General Discussion
In reply to the discussion: 31 Kids Found Working Graveyard Shifts on Meat Plant 'Kill Floors,' Feds Say [View all]haele
(15,415 posts)The military took me to a lot of countries where unless they were from a well off family (professional class or above) children were expected to quit school and work at the family business or employer when they turned 12 or 13.
Girls were expected to be getting groomed to find a husband by the time they were 15.
There was no such thing as "Teen-age" in those countries unless your family could afford to let you be a teenager. Just as it was prior to the 1940's in poorer or rural communities in the US.
I suspect that's why immigrant communities are often baffled when the government comes down hard on child labor.

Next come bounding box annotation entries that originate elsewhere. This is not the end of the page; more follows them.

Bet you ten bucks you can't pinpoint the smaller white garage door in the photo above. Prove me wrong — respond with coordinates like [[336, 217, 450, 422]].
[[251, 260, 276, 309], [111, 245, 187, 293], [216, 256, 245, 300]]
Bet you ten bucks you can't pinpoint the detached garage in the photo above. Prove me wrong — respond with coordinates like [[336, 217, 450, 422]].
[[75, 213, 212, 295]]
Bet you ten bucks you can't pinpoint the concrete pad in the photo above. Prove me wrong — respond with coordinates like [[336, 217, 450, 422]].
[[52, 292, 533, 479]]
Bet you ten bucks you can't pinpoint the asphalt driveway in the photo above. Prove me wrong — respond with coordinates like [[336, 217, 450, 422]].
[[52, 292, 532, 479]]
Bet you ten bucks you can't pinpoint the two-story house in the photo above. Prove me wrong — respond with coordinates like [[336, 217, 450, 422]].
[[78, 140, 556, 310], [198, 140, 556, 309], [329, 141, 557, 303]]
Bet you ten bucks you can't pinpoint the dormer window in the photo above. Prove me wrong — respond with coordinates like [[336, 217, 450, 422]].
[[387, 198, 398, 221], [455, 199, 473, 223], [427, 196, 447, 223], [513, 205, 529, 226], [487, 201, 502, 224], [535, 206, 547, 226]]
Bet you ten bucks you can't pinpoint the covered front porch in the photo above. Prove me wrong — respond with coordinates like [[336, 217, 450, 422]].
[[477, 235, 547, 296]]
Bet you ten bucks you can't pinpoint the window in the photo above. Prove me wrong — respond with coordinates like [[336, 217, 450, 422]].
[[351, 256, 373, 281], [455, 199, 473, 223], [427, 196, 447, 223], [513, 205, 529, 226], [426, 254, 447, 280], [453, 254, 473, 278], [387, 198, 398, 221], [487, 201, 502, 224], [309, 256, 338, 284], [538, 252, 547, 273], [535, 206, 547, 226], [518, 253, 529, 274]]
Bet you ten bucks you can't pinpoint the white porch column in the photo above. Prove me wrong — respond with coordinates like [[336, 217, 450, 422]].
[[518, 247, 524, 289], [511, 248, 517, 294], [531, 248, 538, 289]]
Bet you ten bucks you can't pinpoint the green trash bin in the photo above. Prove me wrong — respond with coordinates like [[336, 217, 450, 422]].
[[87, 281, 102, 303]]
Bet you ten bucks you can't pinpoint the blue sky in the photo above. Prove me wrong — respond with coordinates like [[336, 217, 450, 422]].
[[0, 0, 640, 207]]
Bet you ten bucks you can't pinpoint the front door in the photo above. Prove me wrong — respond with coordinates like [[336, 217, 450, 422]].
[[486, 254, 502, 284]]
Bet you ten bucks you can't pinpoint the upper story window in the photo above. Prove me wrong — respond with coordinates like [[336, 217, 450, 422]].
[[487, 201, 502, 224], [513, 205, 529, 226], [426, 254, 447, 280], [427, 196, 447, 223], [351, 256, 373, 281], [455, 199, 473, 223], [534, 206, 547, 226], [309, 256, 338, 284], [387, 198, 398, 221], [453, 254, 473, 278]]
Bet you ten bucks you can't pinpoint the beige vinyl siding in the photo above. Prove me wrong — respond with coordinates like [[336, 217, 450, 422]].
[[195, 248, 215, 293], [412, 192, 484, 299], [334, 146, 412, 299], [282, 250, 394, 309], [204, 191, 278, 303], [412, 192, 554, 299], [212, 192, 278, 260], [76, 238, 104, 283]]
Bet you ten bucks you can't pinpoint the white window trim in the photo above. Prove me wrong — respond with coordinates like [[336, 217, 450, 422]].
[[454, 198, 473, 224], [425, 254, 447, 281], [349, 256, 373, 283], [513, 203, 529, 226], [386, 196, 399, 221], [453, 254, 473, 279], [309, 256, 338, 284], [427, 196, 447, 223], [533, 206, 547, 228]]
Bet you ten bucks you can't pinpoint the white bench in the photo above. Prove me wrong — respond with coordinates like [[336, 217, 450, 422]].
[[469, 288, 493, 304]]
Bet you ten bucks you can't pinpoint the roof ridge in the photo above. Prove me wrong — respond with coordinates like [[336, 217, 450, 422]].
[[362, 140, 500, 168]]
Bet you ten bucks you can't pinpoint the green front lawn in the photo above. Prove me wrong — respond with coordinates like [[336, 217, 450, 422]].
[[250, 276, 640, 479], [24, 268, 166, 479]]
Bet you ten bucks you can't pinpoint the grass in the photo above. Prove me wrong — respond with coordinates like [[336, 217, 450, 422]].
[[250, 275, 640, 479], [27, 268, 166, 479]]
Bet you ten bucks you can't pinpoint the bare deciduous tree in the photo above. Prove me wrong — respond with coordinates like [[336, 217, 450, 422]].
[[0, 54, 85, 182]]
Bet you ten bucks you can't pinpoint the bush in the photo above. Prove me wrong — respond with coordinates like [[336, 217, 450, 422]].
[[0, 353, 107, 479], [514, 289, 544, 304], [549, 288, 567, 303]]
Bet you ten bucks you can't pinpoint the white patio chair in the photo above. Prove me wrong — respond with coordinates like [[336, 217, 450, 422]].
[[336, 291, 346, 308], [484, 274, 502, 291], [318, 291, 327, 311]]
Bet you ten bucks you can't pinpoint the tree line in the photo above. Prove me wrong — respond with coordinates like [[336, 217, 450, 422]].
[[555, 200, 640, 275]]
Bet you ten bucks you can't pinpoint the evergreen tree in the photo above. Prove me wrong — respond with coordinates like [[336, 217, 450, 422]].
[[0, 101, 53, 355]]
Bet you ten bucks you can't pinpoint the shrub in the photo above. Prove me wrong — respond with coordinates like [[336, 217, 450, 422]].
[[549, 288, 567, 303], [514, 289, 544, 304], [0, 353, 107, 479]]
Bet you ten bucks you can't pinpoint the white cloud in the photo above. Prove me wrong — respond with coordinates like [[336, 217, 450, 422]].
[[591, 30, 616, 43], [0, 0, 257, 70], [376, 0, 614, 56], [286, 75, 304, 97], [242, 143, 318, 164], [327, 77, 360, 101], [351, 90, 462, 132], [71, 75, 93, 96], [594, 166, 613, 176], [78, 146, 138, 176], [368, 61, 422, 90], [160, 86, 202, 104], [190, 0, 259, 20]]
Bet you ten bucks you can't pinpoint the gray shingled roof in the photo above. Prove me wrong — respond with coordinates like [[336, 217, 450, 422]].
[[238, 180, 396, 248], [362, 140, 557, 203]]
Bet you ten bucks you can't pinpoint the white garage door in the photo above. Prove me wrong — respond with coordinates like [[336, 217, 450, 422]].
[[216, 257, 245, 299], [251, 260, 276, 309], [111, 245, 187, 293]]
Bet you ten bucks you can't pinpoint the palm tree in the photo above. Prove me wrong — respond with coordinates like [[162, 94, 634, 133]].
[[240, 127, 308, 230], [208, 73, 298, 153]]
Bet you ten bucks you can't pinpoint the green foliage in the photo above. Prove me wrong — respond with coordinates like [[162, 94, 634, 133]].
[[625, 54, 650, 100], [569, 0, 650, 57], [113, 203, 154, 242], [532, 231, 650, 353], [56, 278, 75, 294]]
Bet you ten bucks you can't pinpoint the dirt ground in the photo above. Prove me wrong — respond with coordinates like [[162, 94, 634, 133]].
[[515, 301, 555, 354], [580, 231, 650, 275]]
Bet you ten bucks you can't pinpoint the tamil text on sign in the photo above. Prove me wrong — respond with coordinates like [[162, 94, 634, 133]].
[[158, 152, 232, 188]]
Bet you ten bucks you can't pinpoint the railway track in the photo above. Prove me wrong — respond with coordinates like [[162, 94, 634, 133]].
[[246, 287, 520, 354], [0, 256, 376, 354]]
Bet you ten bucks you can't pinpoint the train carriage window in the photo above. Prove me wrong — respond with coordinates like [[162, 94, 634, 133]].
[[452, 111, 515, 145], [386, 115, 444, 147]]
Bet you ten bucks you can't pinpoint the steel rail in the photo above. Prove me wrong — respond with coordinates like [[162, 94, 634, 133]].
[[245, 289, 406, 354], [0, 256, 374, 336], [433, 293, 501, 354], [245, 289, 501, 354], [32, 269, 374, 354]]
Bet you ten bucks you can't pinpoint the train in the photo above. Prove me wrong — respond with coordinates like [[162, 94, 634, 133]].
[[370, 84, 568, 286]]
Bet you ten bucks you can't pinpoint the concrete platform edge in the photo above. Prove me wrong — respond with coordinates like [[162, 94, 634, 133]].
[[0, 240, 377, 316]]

It's not that education isn't important; it's that culturally, education isn't as important as supporting the family that raised you.
Many immigrants are coming up for work to pull their families out of increasingly squalid poverty, and coming to the USA includes expecting not only work waiting for them, but work waiting for the older children they are bringing up with them, or have contacted older family minors to come up and live with them while they are pursuing or have been granted asylum.
That good old American "work ethic" is still in play, it's just that now all US citizens tend to expect their kids to at least finish high school before they have to find a job to support themselves, while those desperate immigrants still aren't expected to have that 'luxury' and need to prove themselves and their poor families worthy of being in the US.
IMO, the basis for many of the gangs in these poorer countries immigrants are fleeing comes from three components - Class structure in those countries, technology and nepotism reducing employment, and an high cost of attending secondary school to the poorer families requiring poor children to find jobs to support their own schooling (or drop out) once they get past basic letter and number recognition, let alone basic reading and math.
The poor are stuck with a hard decision; either they give themselves and their families up to a perpetual cycle of increasing poverty and slow death, or they flee to somewhere they can work their way out of desperate poverty into some form of self-sufficiency. And that means everyone in the family does their part, which leaves them and their children open to exploitation by "it's just business" folks making profits off cheap labor.